GIAC Foundational Cybersecurity Technologies Practice Test

What feature of HTTPS encryption solves the trust problem in the asymmetric key exchange?

• A. The Website's SSL certificate
• B. Each visitor providing the same public key
• C. Each visitor providing the same private key
• D. Unique session IDs

The correct answer is: The Website's SSL certificate

The feature of HTTPS encryption that addresses the trust problem in asymmetric key exchange is the website's SSL certificate. An SSL (Secure Sockets Layer) certificate serves as a digital certificate that authenticates a website's identity and enables an encrypted connection. When a user connects to a website using HTTPS, the web server sends its SSL certificate to the user's browser. This certificate contains the website's public key and is signed by a trusted Certificate Authority (CA). The role of the CA is to verify the identity of the website owner before issuing the certificate. By using a CA, users are able to trust that the public key they are using to establish a secure connection truly belongs to the legitimate website, thereby solving the trust problem associated with the asymmetric key exchange.
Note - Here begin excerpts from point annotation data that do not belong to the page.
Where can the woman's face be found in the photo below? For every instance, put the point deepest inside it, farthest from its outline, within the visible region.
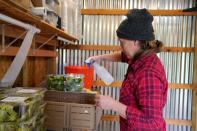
(129, 47)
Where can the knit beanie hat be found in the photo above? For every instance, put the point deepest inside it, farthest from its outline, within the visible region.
(137, 26)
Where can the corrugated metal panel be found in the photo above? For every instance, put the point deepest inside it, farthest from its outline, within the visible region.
(174, 31)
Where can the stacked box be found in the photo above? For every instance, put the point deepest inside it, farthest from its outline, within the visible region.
(22, 110)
As for the other options, they do not provide a mechanism for verifying the identity of the website or ensuring that the public key is correct. If each visitor were to provide the same public or private key, it would not resolve the issue of establishing trust, as it would not guarantee that the key belongs to the intended website. Unique session IDs are used to manage sessions after authentication has occurred but do not help in the initial trust establishment during the asymmetric key exchange.